Sam Byfield works as Executive Officer to ANU Chancellor Professor the Hon Gareth Evans. He is also an Honorary Senior Fellow and Lecturer at the University of Melbourne's Nossal Institute for Global Health, and consults in global health and aid policy.

1 Comment

  • Thanks Sam. A great post. I look forward to a ‘further lessons learned’ blog!

    Given how you outline WHO’s funding shortfall, I was surprised you didn’t conclude with a recommendation for Australia to increase its funding to WHO. Any reason for this?

    For the G20 and Ebola, the UN has an existing Ebola appeal for $1 billion, which is woefully underfunded. If wealthy governments can’t even give $1 billion in a current crisis like Ebola, are they really going to give $20 billion for a health emergency response fund? At this point, the idea seems to me a distraction from the pressing task at hand – better to get the G20 countries to fully fund the Ebola response now.

    Although, I do like the idea of a health emergency response fund, but I wonder how practical it is. I can see the benefits of having money sitting there, ready to use. But on the other hand, this would be money sitting idle that could be spent on primary health and health promotion. And do we really need another fund for health? The sector is already burdened with a variety of funding mechanisms.

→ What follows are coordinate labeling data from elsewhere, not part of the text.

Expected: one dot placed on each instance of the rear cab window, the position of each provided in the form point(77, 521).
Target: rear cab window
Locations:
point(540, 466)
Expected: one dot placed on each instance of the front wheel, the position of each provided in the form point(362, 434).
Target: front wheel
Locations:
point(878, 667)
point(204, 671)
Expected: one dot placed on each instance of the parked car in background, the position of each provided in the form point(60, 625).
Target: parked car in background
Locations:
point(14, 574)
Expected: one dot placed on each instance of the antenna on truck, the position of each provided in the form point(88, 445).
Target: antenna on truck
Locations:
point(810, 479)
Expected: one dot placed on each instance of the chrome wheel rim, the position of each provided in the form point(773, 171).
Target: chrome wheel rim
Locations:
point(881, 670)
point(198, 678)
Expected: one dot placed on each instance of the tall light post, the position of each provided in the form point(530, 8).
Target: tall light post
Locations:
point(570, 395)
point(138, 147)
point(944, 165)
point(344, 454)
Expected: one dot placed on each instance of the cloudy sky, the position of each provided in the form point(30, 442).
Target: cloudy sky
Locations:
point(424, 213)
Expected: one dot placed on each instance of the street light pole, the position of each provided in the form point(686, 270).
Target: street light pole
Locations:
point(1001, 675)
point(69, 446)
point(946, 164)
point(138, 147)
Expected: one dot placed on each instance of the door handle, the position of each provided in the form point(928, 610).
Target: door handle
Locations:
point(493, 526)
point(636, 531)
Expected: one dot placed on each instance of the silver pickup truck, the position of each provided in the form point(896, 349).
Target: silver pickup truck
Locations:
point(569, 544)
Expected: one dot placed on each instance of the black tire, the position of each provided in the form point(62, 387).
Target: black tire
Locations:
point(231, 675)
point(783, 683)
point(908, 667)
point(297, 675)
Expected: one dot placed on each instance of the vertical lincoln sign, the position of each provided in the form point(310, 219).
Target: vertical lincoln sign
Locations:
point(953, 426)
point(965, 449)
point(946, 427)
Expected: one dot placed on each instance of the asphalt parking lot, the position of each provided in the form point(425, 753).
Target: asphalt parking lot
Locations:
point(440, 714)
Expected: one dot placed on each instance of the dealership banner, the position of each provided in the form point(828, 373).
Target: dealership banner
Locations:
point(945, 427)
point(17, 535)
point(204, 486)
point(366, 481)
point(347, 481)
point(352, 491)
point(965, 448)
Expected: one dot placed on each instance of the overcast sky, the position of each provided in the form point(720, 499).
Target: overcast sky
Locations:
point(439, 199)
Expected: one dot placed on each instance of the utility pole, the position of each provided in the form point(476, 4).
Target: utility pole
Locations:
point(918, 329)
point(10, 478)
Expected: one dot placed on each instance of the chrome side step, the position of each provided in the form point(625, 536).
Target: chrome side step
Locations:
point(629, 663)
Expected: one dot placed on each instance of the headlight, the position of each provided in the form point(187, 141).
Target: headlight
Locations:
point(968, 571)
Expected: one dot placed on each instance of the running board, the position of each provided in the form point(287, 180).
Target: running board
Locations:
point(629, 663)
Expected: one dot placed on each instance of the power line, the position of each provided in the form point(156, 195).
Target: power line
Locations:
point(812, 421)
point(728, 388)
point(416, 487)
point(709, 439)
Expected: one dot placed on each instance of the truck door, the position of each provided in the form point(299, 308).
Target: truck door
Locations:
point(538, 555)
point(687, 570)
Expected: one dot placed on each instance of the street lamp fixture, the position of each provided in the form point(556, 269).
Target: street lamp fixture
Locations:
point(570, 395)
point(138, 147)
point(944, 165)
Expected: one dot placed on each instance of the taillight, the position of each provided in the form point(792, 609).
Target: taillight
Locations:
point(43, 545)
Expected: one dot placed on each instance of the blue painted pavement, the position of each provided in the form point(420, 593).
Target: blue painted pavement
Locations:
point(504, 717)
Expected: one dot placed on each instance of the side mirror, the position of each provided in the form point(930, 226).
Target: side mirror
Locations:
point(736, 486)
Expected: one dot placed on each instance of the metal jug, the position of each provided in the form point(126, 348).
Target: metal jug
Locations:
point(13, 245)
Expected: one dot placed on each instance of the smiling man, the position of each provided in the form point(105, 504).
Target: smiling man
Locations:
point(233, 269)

    In terms of the G20, there is no debate that health and human wellbeing are integral to functioning economies and development in general (as you’ve argued elsewhere), so there is no reason why the G20 members can’t commit to putting more money into health and examining other issues, such as trade, through a health promotion lens. Owen Barder had a great post about the need for more investment in health, in relation to the Ebola outbreak: http://www.owen.org/blog/7435. The G20 prioritising health is the sort of commitment required to prevent infectious outbreaks and deal with the slow-burning NCD crisis.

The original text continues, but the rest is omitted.